A. Process for defining Perturbagen Classes (PCLs). Left: Annotations gathered from literature sources to construct pairwise association matrix between perturbagens based on shared descriptors such as MoA, target gene and pathway membership. Middle: Each perturbagen is subject to ROC analysis to determine whether it recovers expected connections. Right: Remaining members are grouped based on shared annotations and assessed for intra-group connectivity of CMap signatures. Groups sufficiently interconnected are retained as PCLs.
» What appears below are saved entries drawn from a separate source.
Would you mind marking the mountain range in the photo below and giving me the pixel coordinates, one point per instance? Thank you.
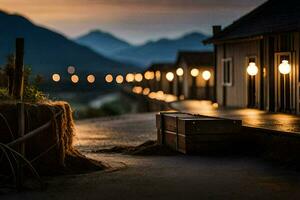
(162, 50)
(49, 52)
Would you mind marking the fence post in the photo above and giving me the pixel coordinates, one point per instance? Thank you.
(21, 146)
(19, 70)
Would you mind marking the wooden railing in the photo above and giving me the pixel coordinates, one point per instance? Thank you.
(17, 146)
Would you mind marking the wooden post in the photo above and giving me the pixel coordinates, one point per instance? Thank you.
(21, 147)
(10, 67)
(19, 70)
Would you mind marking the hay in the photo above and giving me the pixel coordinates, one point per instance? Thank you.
(149, 148)
(51, 152)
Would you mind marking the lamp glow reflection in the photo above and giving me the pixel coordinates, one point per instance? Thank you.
(284, 67)
(179, 72)
(206, 75)
(252, 69)
(75, 79)
(194, 72)
(170, 76)
(109, 78)
(119, 79)
(91, 78)
(56, 77)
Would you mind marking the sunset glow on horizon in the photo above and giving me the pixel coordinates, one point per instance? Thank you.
(135, 21)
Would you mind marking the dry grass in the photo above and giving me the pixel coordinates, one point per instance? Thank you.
(52, 151)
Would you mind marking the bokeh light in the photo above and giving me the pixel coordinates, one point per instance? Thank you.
(109, 78)
(74, 78)
(206, 75)
(91, 78)
(138, 77)
(195, 72)
(146, 91)
(119, 79)
(157, 75)
(170, 76)
(179, 72)
(71, 70)
(130, 78)
(149, 75)
(56, 77)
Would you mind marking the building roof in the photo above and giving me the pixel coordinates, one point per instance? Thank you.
(161, 66)
(195, 58)
(274, 16)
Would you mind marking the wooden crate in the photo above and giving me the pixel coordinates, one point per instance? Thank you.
(196, 134)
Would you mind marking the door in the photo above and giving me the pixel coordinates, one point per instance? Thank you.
(285, 82)
(252, 82)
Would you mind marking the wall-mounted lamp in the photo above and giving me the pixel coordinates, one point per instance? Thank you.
(170, 76)
(206, 75)
(284, 67)
(179, 72)
(194, 72)
(252, 69)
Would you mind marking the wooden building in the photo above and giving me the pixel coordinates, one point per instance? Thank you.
(195, 75)
(257, 59)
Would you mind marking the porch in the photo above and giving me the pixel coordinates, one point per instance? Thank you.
(251, 118)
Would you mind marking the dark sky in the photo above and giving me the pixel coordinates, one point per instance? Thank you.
(133, 20)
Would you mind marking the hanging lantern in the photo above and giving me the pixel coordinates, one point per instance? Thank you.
(206, 75)
(252, 69)
(284, 67)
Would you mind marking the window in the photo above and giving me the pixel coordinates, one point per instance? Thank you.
(227, 71)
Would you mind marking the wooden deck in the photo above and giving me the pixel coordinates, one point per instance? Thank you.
(251, 118)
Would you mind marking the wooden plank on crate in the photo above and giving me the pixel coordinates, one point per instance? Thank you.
(195, 134)
(203, 125)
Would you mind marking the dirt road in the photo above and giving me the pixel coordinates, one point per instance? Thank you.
(161, 177)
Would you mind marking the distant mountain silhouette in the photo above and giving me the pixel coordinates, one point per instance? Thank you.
(48, 52)
(163, 50)
(103, 42)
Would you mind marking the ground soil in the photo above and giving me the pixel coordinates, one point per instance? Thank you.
(161, 177)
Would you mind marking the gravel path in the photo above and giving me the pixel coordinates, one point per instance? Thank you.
(161, 177)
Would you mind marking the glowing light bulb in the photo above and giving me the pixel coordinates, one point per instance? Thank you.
(91, 78)
(119, 79)
(157, 75)
(194, 72)
(170, 76)
(109, 78)
(130, 78)
(56, 77)
(252, 69)
(284, 67)
(138, 77)
(74, 78)
(179, 72)
(71, 69)
(206, 75)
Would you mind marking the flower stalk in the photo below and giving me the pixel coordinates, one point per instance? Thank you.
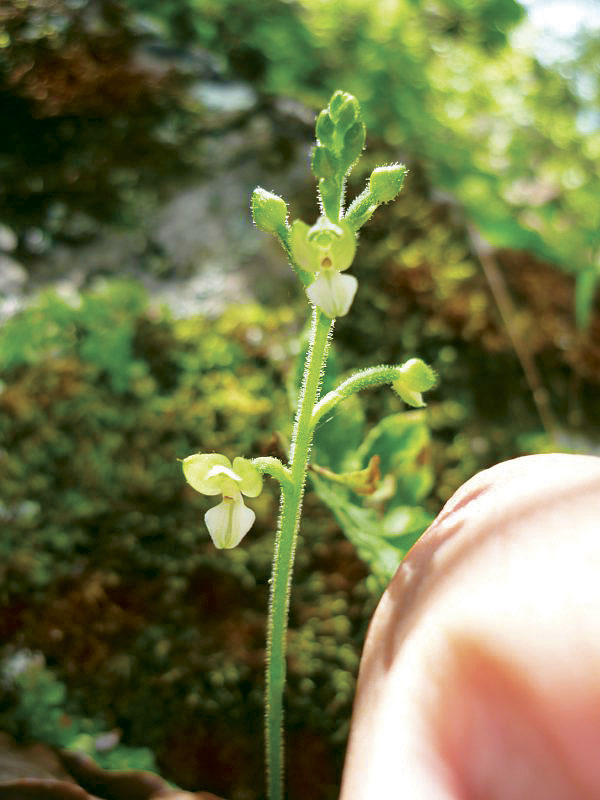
(319, 255)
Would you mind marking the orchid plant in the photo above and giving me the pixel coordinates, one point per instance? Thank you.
(320, 255)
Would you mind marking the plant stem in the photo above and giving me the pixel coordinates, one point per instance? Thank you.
(365, 379)
(285, 550)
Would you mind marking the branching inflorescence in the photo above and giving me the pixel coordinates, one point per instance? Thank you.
(320, 255)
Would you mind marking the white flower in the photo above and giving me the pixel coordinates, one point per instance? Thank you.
(213, 474)
(326, 249)
(333, 292)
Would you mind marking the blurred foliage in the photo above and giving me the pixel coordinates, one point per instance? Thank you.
(106, 567)
(102, 101)
(35, 709)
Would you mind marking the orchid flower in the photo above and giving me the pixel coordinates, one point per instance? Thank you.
(213, 474)
(326, 249)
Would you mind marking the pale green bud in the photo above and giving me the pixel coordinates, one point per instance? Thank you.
(323, 163)
(325, 129)
(344, 109)
(354, 141)
(414, 377)
(386, 182)
(269, 211)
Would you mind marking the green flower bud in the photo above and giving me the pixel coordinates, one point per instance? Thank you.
(323, 162)
(325, 129)
(344, 109)
(354, 141)
(269, 211)
(385, 182)
(414, 377)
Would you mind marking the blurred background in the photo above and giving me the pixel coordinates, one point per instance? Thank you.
(143, 319)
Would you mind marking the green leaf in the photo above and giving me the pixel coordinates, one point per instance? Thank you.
(402, 443)
(363, 528)
(585, 291)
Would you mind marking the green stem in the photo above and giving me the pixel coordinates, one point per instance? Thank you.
(285, 549)
(365, 379)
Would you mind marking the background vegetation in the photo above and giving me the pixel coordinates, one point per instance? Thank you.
(123, 632)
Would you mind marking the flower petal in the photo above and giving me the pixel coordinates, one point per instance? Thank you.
(250, 481)
(197, 470)
(333, 293)
(229, 522)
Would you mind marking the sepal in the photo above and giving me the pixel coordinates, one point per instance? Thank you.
(414, 377)
(269, 211)
(385, 183)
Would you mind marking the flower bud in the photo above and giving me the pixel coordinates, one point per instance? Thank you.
(269, 211)
(385, 182)
(344, 109)
(325, 129)
(413, 378)
(323, 162)
(354, 141)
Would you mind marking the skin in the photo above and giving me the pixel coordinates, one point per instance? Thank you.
(480, 676)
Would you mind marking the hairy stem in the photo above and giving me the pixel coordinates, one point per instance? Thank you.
(365, 379)
(285, 549)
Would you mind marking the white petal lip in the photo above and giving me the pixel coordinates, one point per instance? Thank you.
(229, 522)
(333, 293)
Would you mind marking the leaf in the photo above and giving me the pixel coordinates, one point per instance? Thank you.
(363, 528)
(402, 443)
(585, 290)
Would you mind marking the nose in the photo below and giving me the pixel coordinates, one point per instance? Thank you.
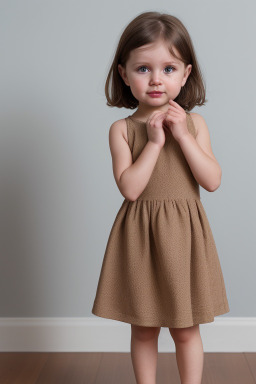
(155, 78)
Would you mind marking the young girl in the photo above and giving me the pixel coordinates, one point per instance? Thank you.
(161, 267)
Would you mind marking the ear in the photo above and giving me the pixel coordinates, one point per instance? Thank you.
(122, 73)
(186, 74)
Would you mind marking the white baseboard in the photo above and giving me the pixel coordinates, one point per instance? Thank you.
(93, 334)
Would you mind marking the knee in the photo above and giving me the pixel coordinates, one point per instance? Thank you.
(145, 333)
(183, 335)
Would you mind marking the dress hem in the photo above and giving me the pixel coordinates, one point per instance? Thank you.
(197, 319)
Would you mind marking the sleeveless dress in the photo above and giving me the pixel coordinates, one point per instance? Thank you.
(161, 266)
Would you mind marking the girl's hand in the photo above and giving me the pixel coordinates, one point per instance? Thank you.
(176, 121)
(155, 129)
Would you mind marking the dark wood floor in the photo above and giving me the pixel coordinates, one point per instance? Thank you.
(116, 368)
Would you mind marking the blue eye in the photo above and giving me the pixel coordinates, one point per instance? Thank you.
(143, 66)
(169, 66)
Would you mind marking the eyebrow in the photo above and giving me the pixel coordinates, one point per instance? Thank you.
(167, 62)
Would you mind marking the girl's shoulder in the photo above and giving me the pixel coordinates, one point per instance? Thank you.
(119, 127)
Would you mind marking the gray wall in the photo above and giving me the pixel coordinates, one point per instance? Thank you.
(58, 197)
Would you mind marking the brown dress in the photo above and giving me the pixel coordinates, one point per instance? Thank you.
(161, 266)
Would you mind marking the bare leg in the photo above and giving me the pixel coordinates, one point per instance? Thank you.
(144, 350)
(189, 353)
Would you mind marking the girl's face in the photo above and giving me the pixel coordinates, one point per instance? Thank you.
(152, 68)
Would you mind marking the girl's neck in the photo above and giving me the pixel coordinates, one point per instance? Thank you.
(143, 113)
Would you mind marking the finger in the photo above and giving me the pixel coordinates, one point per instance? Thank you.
(173, 103)
(157, 116)
(152, 116)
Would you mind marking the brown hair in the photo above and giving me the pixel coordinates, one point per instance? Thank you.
(147, 28)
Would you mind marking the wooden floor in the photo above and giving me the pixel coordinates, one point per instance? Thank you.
(116, 368)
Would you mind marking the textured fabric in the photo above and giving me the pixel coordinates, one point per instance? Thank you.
(161, 266)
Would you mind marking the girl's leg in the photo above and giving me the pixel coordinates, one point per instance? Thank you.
(189, 353)
(144, 350)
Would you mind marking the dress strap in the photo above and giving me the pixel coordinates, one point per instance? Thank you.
(130, 133)
(191, 125)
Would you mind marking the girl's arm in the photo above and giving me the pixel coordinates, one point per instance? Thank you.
(131, 178)
(200, 157)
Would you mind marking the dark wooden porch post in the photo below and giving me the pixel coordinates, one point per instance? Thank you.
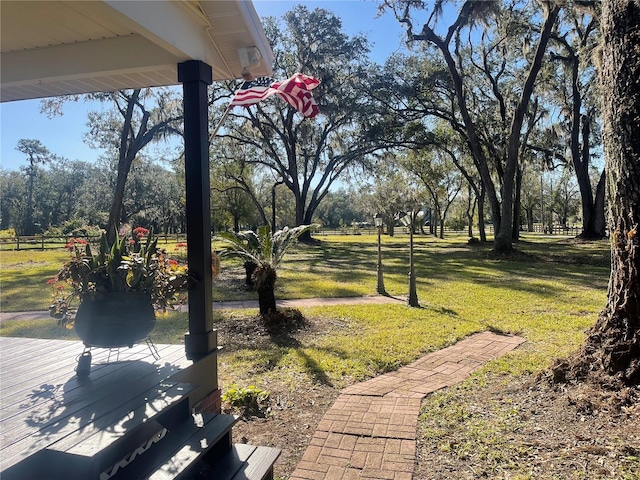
(195, 76)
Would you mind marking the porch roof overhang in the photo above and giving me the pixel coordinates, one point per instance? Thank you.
(50, 48)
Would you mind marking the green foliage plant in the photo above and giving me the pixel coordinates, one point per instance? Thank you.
(133, 264)
(266, 251)
(251, 400)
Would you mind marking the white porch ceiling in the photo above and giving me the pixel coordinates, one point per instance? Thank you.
(50, 48)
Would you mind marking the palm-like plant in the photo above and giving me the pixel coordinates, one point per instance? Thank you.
(265, 250)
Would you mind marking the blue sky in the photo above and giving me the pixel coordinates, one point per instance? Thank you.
(63, 136)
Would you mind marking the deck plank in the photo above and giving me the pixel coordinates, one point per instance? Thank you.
(42, 400)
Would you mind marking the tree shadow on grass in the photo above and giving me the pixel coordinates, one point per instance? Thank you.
(280, 326)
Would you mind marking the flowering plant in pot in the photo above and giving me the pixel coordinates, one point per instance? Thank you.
(115, 290)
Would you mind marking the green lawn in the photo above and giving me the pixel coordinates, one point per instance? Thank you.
(550, 292)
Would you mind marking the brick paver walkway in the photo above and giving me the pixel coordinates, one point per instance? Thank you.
(370, 431)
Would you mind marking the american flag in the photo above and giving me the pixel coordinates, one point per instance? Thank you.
(296, 91)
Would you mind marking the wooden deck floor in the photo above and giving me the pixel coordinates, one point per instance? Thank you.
(42, 401)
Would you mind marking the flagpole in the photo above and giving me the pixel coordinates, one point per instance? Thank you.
(224, 116)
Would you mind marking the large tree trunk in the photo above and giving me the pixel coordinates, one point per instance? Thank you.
(613, 344)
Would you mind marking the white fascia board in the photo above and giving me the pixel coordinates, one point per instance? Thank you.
(169, 25)
(83, 60)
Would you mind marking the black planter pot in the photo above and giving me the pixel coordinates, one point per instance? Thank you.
(114, 319)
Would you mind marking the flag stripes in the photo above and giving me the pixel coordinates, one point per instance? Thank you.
(296, 91)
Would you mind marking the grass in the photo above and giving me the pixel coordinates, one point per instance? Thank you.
(549, 294)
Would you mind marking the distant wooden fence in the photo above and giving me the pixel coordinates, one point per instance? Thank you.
(43, 242)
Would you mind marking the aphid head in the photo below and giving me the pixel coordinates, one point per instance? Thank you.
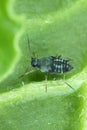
(35, 62)
(69, 67)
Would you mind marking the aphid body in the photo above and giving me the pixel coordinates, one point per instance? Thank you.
(51, 65)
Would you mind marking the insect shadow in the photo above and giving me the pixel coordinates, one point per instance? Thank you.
(52, 65)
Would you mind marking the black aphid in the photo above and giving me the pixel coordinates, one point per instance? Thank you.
(50, 64)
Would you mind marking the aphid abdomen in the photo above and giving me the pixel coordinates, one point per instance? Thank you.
(60, 65)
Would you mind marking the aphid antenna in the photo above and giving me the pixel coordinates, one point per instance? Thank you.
(29, 47)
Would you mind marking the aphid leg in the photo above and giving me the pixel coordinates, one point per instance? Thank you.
(67, 83)
(46, 75)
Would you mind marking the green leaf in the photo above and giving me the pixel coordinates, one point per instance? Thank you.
(54, 28)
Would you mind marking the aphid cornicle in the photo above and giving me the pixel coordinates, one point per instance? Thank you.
(50, 64)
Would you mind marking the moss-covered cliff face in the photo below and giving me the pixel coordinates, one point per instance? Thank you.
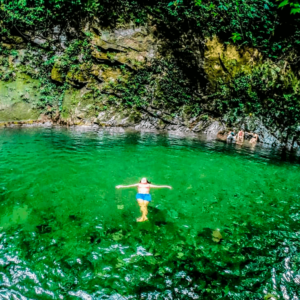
(198, 66)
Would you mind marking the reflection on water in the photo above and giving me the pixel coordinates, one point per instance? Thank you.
(229, 229)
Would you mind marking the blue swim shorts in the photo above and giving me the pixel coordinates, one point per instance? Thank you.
(146, 197)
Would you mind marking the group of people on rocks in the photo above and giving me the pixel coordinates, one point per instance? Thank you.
(240, 137)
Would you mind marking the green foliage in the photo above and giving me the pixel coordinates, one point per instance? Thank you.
(295, 6)
(161, 85)
(270, 92)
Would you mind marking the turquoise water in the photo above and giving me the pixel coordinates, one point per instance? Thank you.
(67, 233)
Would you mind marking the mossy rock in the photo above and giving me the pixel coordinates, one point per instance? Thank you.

B. PCL validation. 137 compounds with known activities corresponding to one or more of 54 PCLs, but not used in PCL construction, were profiled across multiple cell types. Histogram shows rank of each expected PCL connection for the compounds (purple) versus the rank of all unexpected PCL connections (grey). The expected PCL distribution is significantly right-shifted (one-sided p < 2.2e-16 via two-sample KS test).
C. Using PCLs for discovery. 3,333 known drugs and 2,418 unannotated but transcriptionally active compounds were subject to PCL analysis. Count of strong and selective connections to validated PCLs byknown drugs (teal) and unannotated compounds (blue). Abbreviations: inh. inhibitor, ag. agonist, rec.receptor, antag. antagonist, and chan. channel.
D. Detecting multiple drug activities using PCLs. The PKC inhibitor enzastaurin was profiled in CMap across multiple doses. Connectivity to each established kinase inhibitor PCL is shown in the heatmap. Strong dose-responsive connections were observed to PKC and GSK3 inhibitor PCLs.